Lors de la signature dudit cahier de charges, la Minproff a prescrit aux maires bénéficiaires de pouvoir respecter les délais fixés et d’établir les actes de naissance avant la prochaine rentrée scolaire, « Le Minproff conformément aux dispositions de l’article 33 du décret 2012 / 638 du 21 décembre 2012 est chargé entres autres de la facilitation de l’enregistrement des actes de naissance. Il s’agit d’une part de sensibiliser les communautés sur l’importance de l’acte de naissance et d’autre part d’octroyer des appuis pour les jugements supplétifs, comme c’est le cas aujourd’hui. Le choix porté sur les communes pour conduire cette opération n’est pas anodin. Au moment où la décentralisation est irréversiblement en marche, le Minproff s’est engagée à responsabiliser les Collectivités Territoriales Décentralisées qui connaissent mieux les besoins de leur population et qui sont compétentes en la matière. Mesdames et Messieurs les maires, vous avez bien saisis le Minproff pour vous accompagner dans le processus d’enregistrement des enfants fantômes de votre circonscription respectives a l’état civil, certains d’entre vous, on sollicite des appuis pour un nombre d’enfants plus élevées que celui retenu au regard de l’ampleur du phénomène d’enfants vivant sans acte de naissance dans leur municipalité. Mais, compte tenu de la forte demande et eu égard à nos ressources, nous apportons ce jour un appui dont le montant s’élève à 266 910 000 FCFA en faveur de 21 communes pour le financement de 26691 jugements supplétifs. Vous voudriez bien, mesdames et messieurs les maires, prendre toutes les dispositions utiles pour que le processus d’établissement des actes de naissance se déroule dans les délais convenus. Il est souhaitable au besoin, que ces actes soient produits avant la prochaine rentrée scolaire. », A martelé Marie Thérèse Abena Ondoa, Minproff.

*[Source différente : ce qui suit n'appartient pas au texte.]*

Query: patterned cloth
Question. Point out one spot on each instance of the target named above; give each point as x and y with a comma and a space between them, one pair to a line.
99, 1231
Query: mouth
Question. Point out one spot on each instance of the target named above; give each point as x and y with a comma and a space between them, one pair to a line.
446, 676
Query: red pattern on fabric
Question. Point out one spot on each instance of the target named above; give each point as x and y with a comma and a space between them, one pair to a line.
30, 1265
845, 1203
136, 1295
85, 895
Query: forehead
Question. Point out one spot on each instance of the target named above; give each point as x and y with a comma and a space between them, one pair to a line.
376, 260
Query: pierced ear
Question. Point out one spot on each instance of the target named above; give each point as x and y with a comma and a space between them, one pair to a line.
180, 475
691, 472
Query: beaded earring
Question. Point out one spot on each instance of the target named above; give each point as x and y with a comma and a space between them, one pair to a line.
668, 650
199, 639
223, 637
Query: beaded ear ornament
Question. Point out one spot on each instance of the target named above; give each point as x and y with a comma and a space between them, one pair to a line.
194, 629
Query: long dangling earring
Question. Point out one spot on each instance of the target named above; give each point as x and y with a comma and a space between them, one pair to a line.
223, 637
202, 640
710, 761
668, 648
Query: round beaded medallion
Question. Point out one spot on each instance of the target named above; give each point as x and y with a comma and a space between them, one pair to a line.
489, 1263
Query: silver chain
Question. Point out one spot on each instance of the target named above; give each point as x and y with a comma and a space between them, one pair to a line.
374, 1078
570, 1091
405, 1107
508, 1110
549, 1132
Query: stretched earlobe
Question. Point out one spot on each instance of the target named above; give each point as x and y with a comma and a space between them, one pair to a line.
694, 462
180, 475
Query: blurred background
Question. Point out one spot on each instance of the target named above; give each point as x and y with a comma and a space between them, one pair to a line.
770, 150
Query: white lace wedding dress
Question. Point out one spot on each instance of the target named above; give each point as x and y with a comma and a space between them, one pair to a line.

Des recommandations de la Minproff bien intégrées par les maires, tel que nous l’a confié, le maire de la commune d’arrondissement de Kribi 2e, Theorine Noale epse Ntoutoum, « Cette opération est la bienvenue, parce que c’est un souci majeur. J’étais submergée à l’approche du CEPE, j’étais coincé car beaucoup d’enfants ne disposaient pas d’actes de naissance. Mais avec ce financement du Minproff à hauteur des millions pour plus de mille cinq cents enfants, nous allons pouvoir établir ces actes. C’est un ouf de soulagement pour les parents. Je suis sûr qu’avant la prochaine rentrée ces enfants seront déjà en possession de leur acte de naissance, car moi-même en tant que parent, je mesure l’importance de ce document. », A-t-elle souligné.

Un acte pour stopper la saignée

Sur un plan statistique, au Cameroun, le taux national d’enregistrement des naissances des enfants de moins de 5 ans est estimé à 66, 1 % selon l’enquête par Drap indicateur multiple de 2014. Selon la même source, les taux les plus bas se retrouvent dans les régions du Nord avec 61%, l’EST 58%, le Sud-Ouest 56%, l’Extrême-Nord 42%. Une situation qui ne s’est pas beaucoup améliorer au cours de la présente décennie. En effet, une étude réalisée en 2021 par L’Institut National de la Statistique(INS), a révélé que 30% d’enfants de moins de 5 ans ne sont pas enregistrés à l’état civil, et dans la même année, l’on a dénombré 1 600 000 enfants scolarisés sans actes de naissances.